Children on Tsungirirai’s roster have lost one or both parents, usually to HIV, but they live with extended family members in the community. They are provided daily lunch and a place to play at Tsungirirai. We have a library that is stocked with copies of all their school textbooks, plus hundreds of picture books and novels. There is an on site preschool and we provide tutoring Monday – Thursday afternoons for the older children.
Tsungirirai is a fenced in agency in the middle of a very poor suburb of Harare, Zimbabwe. It is an NGO (nongovernmental organization) that was started by Pippa Henderson in the early 1990s. The current director is Mr. John Ncube, an intelligent and generous man who has much experience helping agencies rebuild after hard times.

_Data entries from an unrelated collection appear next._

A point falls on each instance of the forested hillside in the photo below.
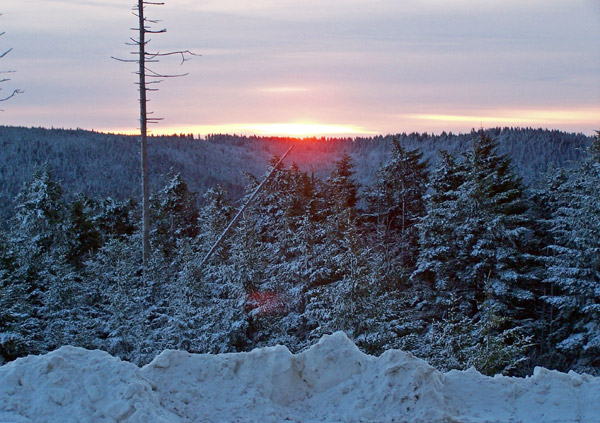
(457, 258)
(104, 165)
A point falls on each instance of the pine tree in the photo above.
(573, 261)
(395, 205)
(175, 213)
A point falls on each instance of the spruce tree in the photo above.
(573, 262)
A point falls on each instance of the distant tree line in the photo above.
(102, 165)
(459, 262)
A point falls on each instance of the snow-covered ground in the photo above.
(331, 382)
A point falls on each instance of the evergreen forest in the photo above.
(478, 249)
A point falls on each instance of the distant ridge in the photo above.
(102, 165)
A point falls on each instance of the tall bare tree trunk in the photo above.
(144, 137)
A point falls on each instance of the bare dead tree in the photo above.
(6, 79)
(147, 79)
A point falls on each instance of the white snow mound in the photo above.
(331, 382)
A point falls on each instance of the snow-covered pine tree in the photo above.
(175, 215)
(573, 262)
(41, 292)
(395, 205)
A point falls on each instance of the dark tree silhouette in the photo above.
(2, 72)
(148, 77)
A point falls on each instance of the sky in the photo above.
(308, 67)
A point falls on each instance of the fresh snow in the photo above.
(330, 382)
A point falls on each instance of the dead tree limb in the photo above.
(144, 72)
(4, 79)
(239, 213)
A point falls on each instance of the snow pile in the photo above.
(331, 382)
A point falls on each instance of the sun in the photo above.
(302, 129)
(286, 129)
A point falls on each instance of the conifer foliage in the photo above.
(454, 262)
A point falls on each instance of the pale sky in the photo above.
(347, 67)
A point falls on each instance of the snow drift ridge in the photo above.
(330, 382)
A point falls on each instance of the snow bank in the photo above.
(331, 382)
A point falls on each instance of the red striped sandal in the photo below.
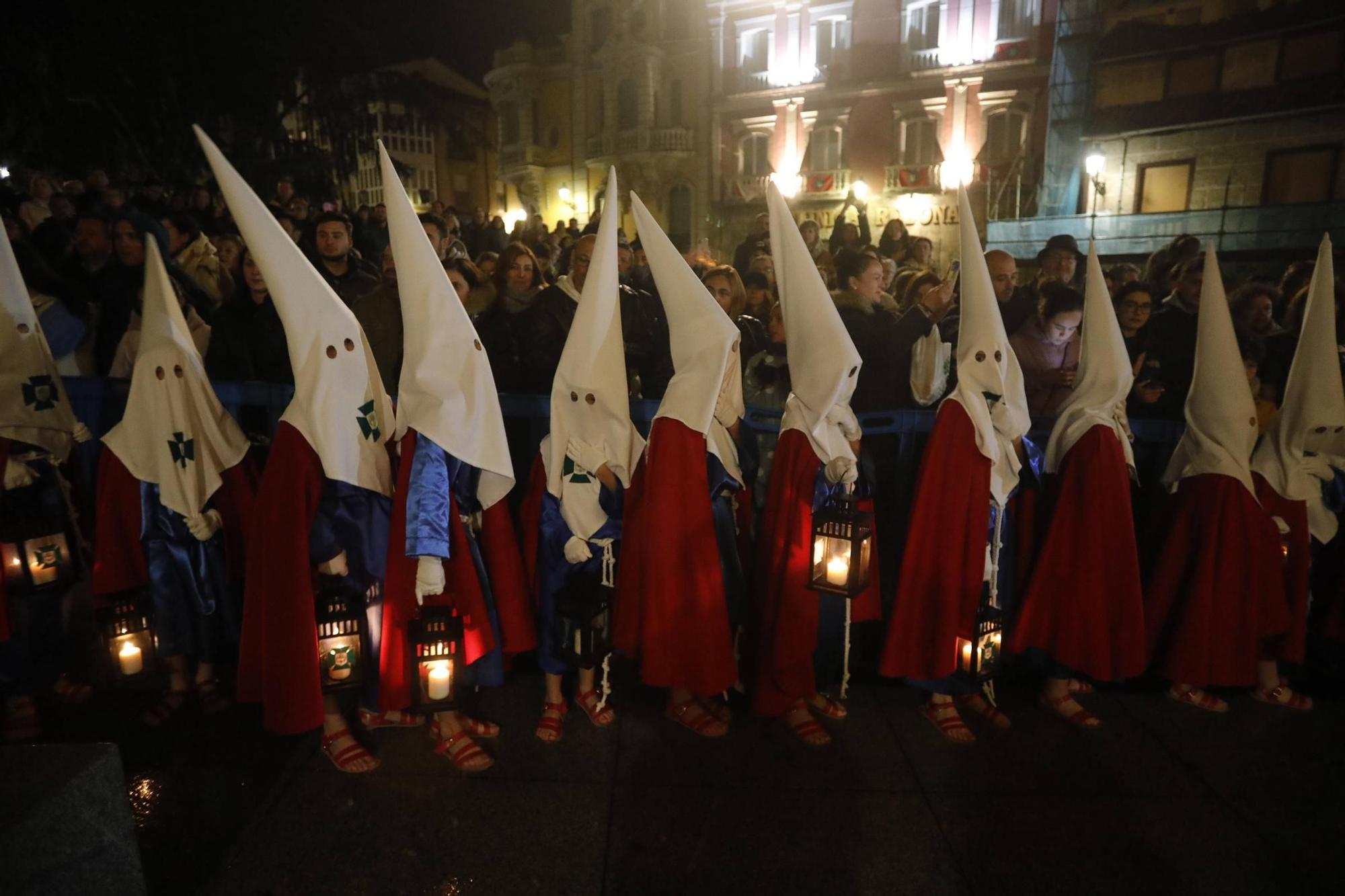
(701, 721)
(946, 719)
(552, 724)
(348, 755)
(1081, 717)
(465, 754)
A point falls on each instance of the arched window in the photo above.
(754, 155)
(627, 106)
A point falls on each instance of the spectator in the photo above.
(248, 339)
(1048, 348)
(334, 253)
(1169, 360)
(1135, 304)
(196, 256)
(761, 233)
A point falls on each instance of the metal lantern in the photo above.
(341, 637)
(584, 619)
(128, 635)
(843, 544)
(436, 657)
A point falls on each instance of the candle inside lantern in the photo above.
(440, 674)
(131, 659)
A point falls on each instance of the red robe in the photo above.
(1217, 587)
(119, 557)
(670, 610)
(785, 618)
(1085, 604)
(462, 589)
(278, 654)
(1299, 568)
(945, 564)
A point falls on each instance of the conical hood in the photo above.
(824, 362)
(447, 391)
(340, 404)
(1105, 374)
(174, 434)
(989, 377)
(1221, 412)
(34, 407)
(590, 396)
(704, 341)
(1312, 419)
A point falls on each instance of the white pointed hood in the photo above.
(1105, 376)
(1221, 412)
(447, 391)
(340, 404)
(1312, 417)
(174, 434)
(824, 362)
(34, 407)
(989, 377)
(705, 346)
(590, 396)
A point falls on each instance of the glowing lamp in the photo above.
(843, 540)
(435, 649)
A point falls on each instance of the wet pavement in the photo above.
(1163, 799)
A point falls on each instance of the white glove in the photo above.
(18, 474)
(844, 417)
(843, 470)
(336, 567)
(586, 455)
(430, 577)
(204, 526)
(578, 551)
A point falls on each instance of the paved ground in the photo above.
(1163, 801)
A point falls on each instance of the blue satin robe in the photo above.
(553, 569)
(435, 474)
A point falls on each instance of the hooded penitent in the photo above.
(174, 434)
(1221, 413)
(340, 404)
(590, 396)
(1104, 380)
(34, 407)
(824, 362)
(989, 377)
(1309, 427)
(447, 391)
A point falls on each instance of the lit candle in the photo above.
(131, 659)
(439, 678)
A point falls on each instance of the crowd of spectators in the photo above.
(81, 248)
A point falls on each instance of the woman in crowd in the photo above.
(1048, 348)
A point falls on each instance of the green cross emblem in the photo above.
(369, 420)
(182, 450)
(41, 393)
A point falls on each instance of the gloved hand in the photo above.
(430, 577)
(586, 455)
(18, 474)
(204, 526)
(578, 551)
(336, 567)
(844, 417)
(843, 470)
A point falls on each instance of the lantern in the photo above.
(980, 657)
(584, 619)
(341, 637)
(128, 635)
(436, 657)
(843, 540)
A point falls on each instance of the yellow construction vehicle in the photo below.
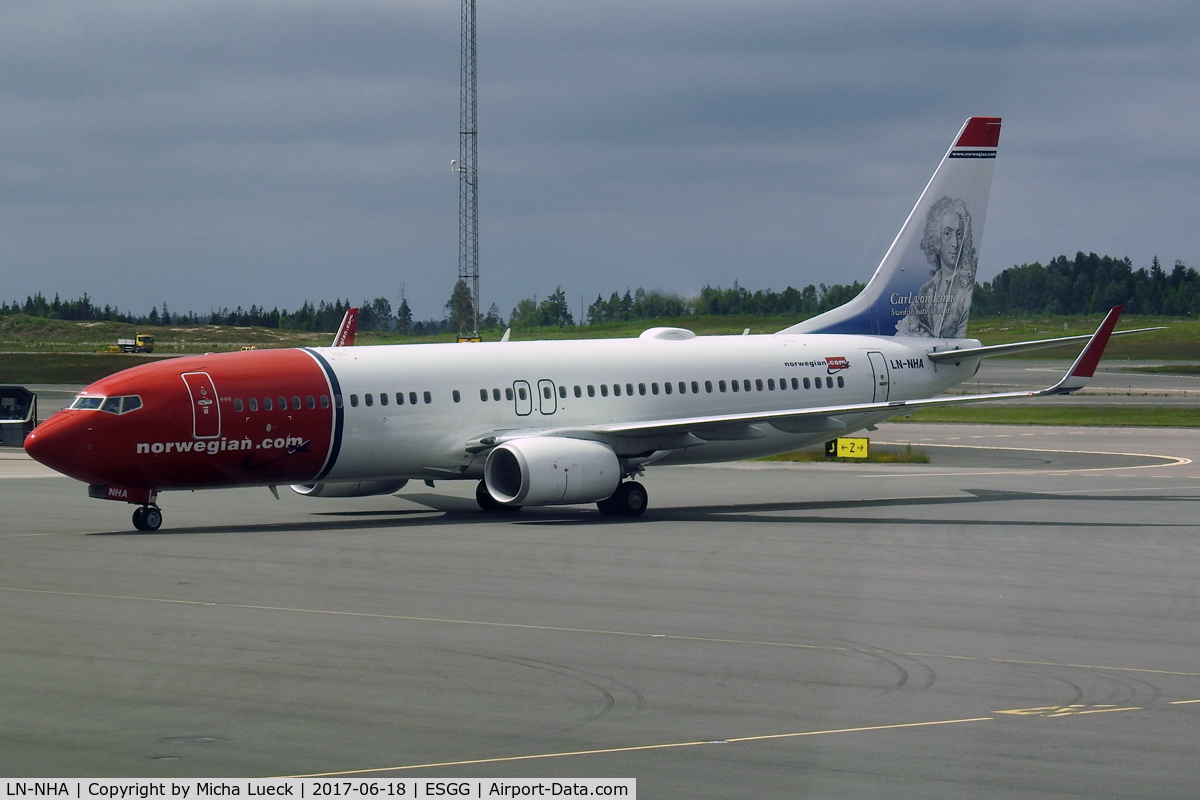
(142, 343)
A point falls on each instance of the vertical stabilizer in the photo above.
(923, 286)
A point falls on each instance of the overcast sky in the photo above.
(234, 152)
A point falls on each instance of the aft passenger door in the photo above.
(547, 403)
(205, 410)
(523, 397)
(882, 383)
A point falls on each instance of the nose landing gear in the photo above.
(147, 517)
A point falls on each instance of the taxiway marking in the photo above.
(635, 749)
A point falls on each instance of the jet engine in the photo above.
(546, 470)
(349, 488)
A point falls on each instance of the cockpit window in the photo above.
(111, 404)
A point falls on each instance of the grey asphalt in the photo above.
(1018, 618)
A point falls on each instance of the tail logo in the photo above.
(941, 306)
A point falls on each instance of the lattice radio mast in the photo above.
(468, 188)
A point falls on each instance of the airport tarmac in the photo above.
(1019, 618)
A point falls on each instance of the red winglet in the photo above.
(345, 336)
(979, 132)
(1085, 365)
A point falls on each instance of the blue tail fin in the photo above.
(923, 286)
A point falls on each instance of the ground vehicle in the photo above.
(142, 343)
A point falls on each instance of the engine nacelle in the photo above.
(349, 488)
(546, 470)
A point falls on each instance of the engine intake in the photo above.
(547, 470)
(349, 488)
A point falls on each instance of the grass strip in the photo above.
(64, 367)
(1109, 416)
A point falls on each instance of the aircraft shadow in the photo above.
(443, 511)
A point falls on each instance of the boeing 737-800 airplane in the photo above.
(556, 422)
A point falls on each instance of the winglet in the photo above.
(1085, 365)
(345, 335)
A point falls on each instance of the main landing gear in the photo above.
(629, 500)
(147, 517)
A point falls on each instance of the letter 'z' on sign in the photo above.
(849, 447)
(205, 409)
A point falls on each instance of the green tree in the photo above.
(460, 310)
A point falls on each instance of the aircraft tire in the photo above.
(609, 507)
(485, 499)
(630, 499)
(490, 504)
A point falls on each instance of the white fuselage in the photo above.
(538, 386)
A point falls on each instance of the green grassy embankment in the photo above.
(1140, 416)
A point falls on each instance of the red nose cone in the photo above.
(60, 443)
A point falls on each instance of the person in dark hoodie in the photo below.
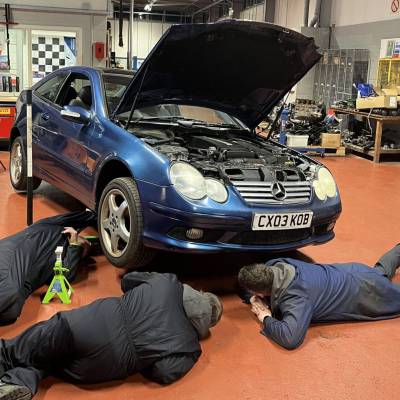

Tsungirirai has a basic clinic. Offices support a training team that does HIV/AIDS education in the community. Voluntary HIV testing and counseling are provided to adults, support groups meet, and occasionally income-generating projects are run.
Comments from Arden
It was ten years ago this month that I first heard the word Tsungirirai. A Shona word that means “to persevere and have courage,” Tsungirirai has done just that. As we have watched the inflation rise and the country fall, we have seen the agency persist through periods of hunger, cholera, and political unrest. Although many agencies have not survived, true to its name, Tsungirirai has persevered. Much of this has been due to the dedication of staff, volunteers and our donors.
Recently we were told that several key grants have ended and new donors have not yet been found. Tsungirirai is being forced to downsize. Although many of the C4C programs will not be directly affected, the staff will need to be reduced. This is heartbreaking to us. These dedicated workers form the backbone of the agency and serve as parental figures for the children. We were informed that salaries stopped 3 months ago, but that the staff have still shown up every day to serve the children. What is it about this place, these children, that inspires such dedication?
For me it is the sheer intensity that the children have in their desire to succeed. Despite (or because of) horrendous life circumstances, they want to be more; it is compelling and contagious. I will never forget the look in Tendai’s eyes when he said, “Put me in boarding school and I will be at the top of my class.” This was not a plea, it was a fact. And I took it as a personal mandate. Maybe my reaction comes from some deep rooted belief in the American Dream, but it seems to me that anyone who wants something so badly deserves a chance. If, by providing education, safety and hope, I might change someone’s life…well that’s money well spent.